Puis, Louis avait disparu. Lentement. Il avait disparu avec tout le reste, tout ce qui lui avait fait du mal, tout ce dont il ne voulait plus jamais jamais se souvenir. Les yeux de Louis. Le sourire de Louis. Les mains de Louis. La douceur des cheveux de Louis. Les genoux de Louis. Le goût de sa bouche et de sa peau. Harry avait tout repoussé dans le fond de sa mémoire. Il n'avait plus voulu penser.

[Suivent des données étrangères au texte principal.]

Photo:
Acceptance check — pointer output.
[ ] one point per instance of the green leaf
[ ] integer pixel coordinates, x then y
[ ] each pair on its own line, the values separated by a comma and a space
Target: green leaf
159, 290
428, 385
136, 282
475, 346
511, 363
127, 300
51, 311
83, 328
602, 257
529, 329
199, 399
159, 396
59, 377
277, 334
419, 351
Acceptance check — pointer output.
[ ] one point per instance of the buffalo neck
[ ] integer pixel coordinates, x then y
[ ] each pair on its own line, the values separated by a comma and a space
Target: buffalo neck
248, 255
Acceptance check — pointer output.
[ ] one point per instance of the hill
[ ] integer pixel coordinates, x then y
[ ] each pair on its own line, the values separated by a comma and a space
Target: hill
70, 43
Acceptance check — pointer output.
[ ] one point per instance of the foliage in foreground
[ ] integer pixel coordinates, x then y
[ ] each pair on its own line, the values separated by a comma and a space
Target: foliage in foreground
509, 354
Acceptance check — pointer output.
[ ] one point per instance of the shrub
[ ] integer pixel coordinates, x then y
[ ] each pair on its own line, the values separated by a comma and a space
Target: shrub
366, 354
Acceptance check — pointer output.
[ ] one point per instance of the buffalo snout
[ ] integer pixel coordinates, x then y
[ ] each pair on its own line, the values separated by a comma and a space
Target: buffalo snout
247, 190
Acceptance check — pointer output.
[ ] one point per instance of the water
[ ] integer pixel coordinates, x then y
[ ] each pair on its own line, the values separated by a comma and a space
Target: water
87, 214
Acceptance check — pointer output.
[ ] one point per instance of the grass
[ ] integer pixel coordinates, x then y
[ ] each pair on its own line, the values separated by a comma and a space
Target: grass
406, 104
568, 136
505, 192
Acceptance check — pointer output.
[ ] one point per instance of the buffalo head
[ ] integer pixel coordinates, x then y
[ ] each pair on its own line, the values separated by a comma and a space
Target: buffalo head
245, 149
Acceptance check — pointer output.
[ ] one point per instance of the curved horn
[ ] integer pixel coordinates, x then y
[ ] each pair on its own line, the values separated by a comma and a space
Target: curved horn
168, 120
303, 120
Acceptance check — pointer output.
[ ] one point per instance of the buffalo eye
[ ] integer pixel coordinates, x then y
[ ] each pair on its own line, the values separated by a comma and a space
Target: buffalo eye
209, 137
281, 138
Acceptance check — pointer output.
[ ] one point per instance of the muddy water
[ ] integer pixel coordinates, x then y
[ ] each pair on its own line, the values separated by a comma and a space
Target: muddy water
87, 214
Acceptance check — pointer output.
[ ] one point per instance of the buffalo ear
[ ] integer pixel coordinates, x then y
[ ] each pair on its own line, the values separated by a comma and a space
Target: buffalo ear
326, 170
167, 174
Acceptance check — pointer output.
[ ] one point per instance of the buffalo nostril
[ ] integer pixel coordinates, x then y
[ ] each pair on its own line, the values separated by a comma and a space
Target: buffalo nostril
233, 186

C'était assis sur le canapé, le bras d'Elio autour de son cou, confortablement installé contre son épaule, qu'il avait entendu la phrase. Ils regardaient un film, seuls dans la salle télé. Les ombres formaient sur les murs nus des arabesques torturées, et Harry avait dû mal à se concentrer sur l'intrigue. Il avait mal au coeur, un peu, comme toujours à cette époque. Les doigts d'Elio frôlaient son épaule et il se demandait ce qu'il se passerait s'il l'embrassait maintenant. Si dans son estomac exploseraient les mêmes étoiles que les lèvres de Louis avaient fait naître. Et puis, soudain, en noir et blanc, cigarette au coin de la bouche, le héros du film avait murmuré, la voix un peu rauque : « On devrait pouvoir se tuer idéalement. Dans nos têtes. Et puis renaître après, pouvoir parler, se regarder, être ensemble comme si on ne s'était jamais rencontrés. » Harry s'était raidi. Il ne se souvenait pas de la suite du film. Il n'avait plus pensé qu'à ça, qu'à ces quelques phrases, ces mots coupants qui résonnaient en lui et ouvraient une plaie béante le long de son coeur.
La phrase avait flotté pendant des jours dans son esprit. Il ne l'avait entendu qu'une fois mais il la connaissait par coeur. On devrait pouvoir se tuer idéalement... Dans nos têtes... Et puis renaître... Harry ne savait pas encore s'il voulait renaître. Mais se tuer, oui. Dans sa tête. Sans personne pour hurler en retrouvant son corps. Sans personne pour faire de vagues autour de lui. Seul. Sans que personne ne s'en rende compte. Il aimait l'idée. Il aimait penser aux gens le frôlant, lui parlant, lui souriant, sans jamais savoir qu'à l'intérieur de lui, tout était détruit. Il aimait imaginer son corps comme une enveloppe vide, remplie de vent et de quelques larmes amères, ayant laissé la trace blanche de leur sel le long de ses os.